Schedule of Home Buyer's Closing Costs
Just what are closing costs? Closing costs are those expenses associated with the closing of a real estate transaction.
Examples of closing costs are mortgage origination fees (i.e. commissions), title fees, recording fees, excise taxes, and various other fees and expenses. It is important to keep closing fees in mind when you are planning to buy and sell a home. Use this schedule to help plan your real estate transaction and make sure that the numbers work out.
Fees paid to the lender:
Loan origination fee - This expense is the commission that is paid to the mortgage broker. Loan origination fees are typically 1 percent of the loan amount. Buyers have the option of paying points to buy down the interest rate.

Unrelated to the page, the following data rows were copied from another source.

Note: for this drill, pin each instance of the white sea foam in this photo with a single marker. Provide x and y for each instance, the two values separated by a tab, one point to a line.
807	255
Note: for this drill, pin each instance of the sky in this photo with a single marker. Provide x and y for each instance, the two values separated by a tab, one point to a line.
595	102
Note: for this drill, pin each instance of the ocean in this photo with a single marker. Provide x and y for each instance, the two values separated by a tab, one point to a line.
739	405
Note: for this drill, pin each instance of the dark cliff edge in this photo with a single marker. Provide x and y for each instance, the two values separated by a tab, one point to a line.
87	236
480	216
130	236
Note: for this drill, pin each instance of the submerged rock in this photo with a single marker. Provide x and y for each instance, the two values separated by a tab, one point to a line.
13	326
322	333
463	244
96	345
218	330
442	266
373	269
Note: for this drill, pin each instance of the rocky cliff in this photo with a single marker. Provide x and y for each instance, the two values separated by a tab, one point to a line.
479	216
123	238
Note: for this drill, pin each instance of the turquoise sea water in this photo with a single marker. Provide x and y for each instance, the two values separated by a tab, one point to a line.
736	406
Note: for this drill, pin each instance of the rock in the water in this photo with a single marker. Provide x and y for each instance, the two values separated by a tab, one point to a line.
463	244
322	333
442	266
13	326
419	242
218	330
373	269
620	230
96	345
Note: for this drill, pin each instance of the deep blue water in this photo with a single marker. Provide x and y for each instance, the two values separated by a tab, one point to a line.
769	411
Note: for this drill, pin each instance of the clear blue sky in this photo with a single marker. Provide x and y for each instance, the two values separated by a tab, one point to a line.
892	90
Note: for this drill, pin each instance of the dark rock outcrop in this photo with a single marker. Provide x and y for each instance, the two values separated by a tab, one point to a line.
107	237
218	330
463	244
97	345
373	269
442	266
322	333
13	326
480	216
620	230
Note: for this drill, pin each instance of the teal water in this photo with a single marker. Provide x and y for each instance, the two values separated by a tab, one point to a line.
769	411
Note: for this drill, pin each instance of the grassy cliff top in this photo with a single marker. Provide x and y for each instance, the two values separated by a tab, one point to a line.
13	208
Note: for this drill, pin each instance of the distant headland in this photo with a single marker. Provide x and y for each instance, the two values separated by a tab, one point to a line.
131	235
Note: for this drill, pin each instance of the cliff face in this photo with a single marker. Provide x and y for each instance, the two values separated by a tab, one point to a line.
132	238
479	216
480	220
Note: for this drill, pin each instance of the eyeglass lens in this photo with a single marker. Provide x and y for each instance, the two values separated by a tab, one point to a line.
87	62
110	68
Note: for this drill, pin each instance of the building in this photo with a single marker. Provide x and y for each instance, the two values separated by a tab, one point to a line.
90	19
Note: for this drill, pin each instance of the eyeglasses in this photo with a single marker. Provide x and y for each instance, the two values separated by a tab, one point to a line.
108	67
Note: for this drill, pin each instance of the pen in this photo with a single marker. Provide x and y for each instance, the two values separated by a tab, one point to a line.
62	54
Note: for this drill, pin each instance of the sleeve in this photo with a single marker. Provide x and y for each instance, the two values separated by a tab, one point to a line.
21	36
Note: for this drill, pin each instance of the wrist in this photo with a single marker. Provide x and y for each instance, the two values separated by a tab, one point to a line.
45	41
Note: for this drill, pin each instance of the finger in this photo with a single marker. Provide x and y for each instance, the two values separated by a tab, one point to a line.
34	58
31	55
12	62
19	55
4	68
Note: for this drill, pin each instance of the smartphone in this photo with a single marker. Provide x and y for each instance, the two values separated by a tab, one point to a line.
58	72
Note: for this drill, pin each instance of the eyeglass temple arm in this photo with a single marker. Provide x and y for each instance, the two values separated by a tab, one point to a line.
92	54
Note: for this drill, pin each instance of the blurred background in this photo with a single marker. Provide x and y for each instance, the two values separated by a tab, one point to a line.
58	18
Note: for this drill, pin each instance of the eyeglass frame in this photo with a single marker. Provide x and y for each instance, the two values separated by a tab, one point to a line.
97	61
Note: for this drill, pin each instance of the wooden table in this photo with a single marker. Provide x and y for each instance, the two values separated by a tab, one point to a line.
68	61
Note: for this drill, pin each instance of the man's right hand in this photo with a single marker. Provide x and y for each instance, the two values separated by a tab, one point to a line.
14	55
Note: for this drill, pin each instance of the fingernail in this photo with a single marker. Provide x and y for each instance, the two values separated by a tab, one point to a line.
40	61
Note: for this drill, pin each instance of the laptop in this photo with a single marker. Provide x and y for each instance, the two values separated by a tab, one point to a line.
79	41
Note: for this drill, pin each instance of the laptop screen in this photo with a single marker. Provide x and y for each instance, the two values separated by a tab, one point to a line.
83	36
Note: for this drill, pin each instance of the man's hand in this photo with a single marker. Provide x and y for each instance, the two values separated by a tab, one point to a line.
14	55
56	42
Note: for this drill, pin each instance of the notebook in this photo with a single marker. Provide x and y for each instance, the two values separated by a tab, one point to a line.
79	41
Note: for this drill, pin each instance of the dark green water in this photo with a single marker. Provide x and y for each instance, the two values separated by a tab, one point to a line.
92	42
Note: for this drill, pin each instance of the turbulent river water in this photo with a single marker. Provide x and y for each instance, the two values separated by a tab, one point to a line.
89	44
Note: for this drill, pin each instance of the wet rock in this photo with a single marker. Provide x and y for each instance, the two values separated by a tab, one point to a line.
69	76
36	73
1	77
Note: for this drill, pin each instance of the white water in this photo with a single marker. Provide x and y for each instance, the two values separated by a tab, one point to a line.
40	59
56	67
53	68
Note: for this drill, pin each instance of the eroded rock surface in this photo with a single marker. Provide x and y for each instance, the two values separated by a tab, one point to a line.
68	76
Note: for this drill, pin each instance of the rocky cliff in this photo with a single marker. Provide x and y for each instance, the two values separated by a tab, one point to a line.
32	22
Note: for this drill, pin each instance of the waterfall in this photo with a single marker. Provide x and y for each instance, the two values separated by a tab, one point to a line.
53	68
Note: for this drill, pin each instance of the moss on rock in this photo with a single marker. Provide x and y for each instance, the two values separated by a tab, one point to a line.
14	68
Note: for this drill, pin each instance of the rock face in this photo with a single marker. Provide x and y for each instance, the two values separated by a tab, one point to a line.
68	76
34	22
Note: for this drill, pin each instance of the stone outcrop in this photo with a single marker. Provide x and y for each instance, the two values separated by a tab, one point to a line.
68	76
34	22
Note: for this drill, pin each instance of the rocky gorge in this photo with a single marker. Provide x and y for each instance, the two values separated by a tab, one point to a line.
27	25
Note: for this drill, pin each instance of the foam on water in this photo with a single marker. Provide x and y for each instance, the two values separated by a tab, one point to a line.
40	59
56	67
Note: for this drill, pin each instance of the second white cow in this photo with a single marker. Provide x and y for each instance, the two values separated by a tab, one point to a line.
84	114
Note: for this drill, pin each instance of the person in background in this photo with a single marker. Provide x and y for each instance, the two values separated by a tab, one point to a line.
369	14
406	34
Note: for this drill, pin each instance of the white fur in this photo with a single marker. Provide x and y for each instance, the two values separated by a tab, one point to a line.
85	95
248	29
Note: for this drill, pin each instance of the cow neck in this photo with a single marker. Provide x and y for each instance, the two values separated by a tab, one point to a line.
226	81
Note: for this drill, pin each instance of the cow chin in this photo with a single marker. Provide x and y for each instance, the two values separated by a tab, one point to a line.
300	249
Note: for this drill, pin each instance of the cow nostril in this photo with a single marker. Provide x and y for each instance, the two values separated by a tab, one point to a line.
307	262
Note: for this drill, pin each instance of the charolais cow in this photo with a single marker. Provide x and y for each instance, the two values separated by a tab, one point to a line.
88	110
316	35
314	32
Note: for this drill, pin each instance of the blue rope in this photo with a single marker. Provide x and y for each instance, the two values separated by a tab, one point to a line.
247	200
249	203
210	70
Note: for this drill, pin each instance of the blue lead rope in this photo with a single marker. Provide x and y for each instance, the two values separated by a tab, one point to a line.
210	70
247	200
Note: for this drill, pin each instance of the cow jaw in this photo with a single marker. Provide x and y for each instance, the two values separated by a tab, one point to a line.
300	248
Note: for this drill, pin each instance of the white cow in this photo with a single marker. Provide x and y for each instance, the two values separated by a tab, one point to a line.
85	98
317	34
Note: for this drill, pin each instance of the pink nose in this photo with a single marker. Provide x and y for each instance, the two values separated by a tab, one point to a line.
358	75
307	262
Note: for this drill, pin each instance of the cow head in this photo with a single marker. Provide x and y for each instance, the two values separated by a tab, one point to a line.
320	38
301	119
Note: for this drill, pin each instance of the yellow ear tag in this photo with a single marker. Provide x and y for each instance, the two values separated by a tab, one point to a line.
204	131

Appraisal fee - Appraisal fees range in price from $200 for a drive bye appraisal to $400 for a full appraisal. Appraisals are necessary for the lender to ensure that the property is worth the selling price.
Credit report - Lender's pull your credit report as part of the loan approval process. Credit report pulls range in price from $25 to $75.
Processing fee - The lender will charge a processing fee of $100 to $400. This fee covers the lender's overhead for doing the paperwork for the loan process.
Loan application fee - Some lenders will not charge a fee for this. Other lenders will charge a price up to $500.
Pre-paid interest - Buyers begin paying interest on the date the mortgage closes. The pre-paid interest period runs from the closing date through the end of that same month.
Tax and insurance escrow - Lender's usually require a tax and insurance reserve of 2-3 months (one third to one half) for the escrow account. This is to cover the property tax and homeowner's insurance for the home.
Tax escrow service fee - Lenders charge a small fee to set up the tax escrow account. The fee ranges from $40 to $100.
Title insurance fee - The buyer usually gets to pay the premium for the seller's title insurance policy. The cost varies with the purchase price of the home you are buying. The cost will likely be in the $200 to $500 range.
Title endorsements - Lenders require special endorsements to the title for certain types of property and mortgages.. Examples of special endorsements are adjustable rate mortgage endorsements, condominiums endorsements and environmental lien endorsements.
Title fees - These are fees paid to the title company for processing the title report, etc. The fees range in price from $200 to $500. They can even exceed the top of the range in certain circumstances.
Title insurance - Buyers also need a title insurance policy. These vary in range from $200 to in excess of $1000.
Recording fees - These fees are paid for the recording of the deed and mortgage and cost $25 to $75 for each document recorded.
Move-in fees - Condominiums usually charge a move-in fee. These fees vary greatly and can be as little as $50 or as much as $500.
Condo/Co-op fees - Condominiums and co-ops may charge fees for things such as credit checks, association transfers and building deposits.
Flood certification fee - Lenders have to determine whether the home you are buying is in a flood zone for insurance purposes. This fee costs $10 to $50.
Excise taxes - These are paid to your local government. Some governments charge a flat fee while others charge a percentage based on the sale price of your home. These taxes vary too much from area to area to accurately list here.
Fees will vary depending on the lender, title company, location of the property, amount of loan, and type of loan. We've provided some examples of closing costs so you can see an approximation of how much closing costs might be.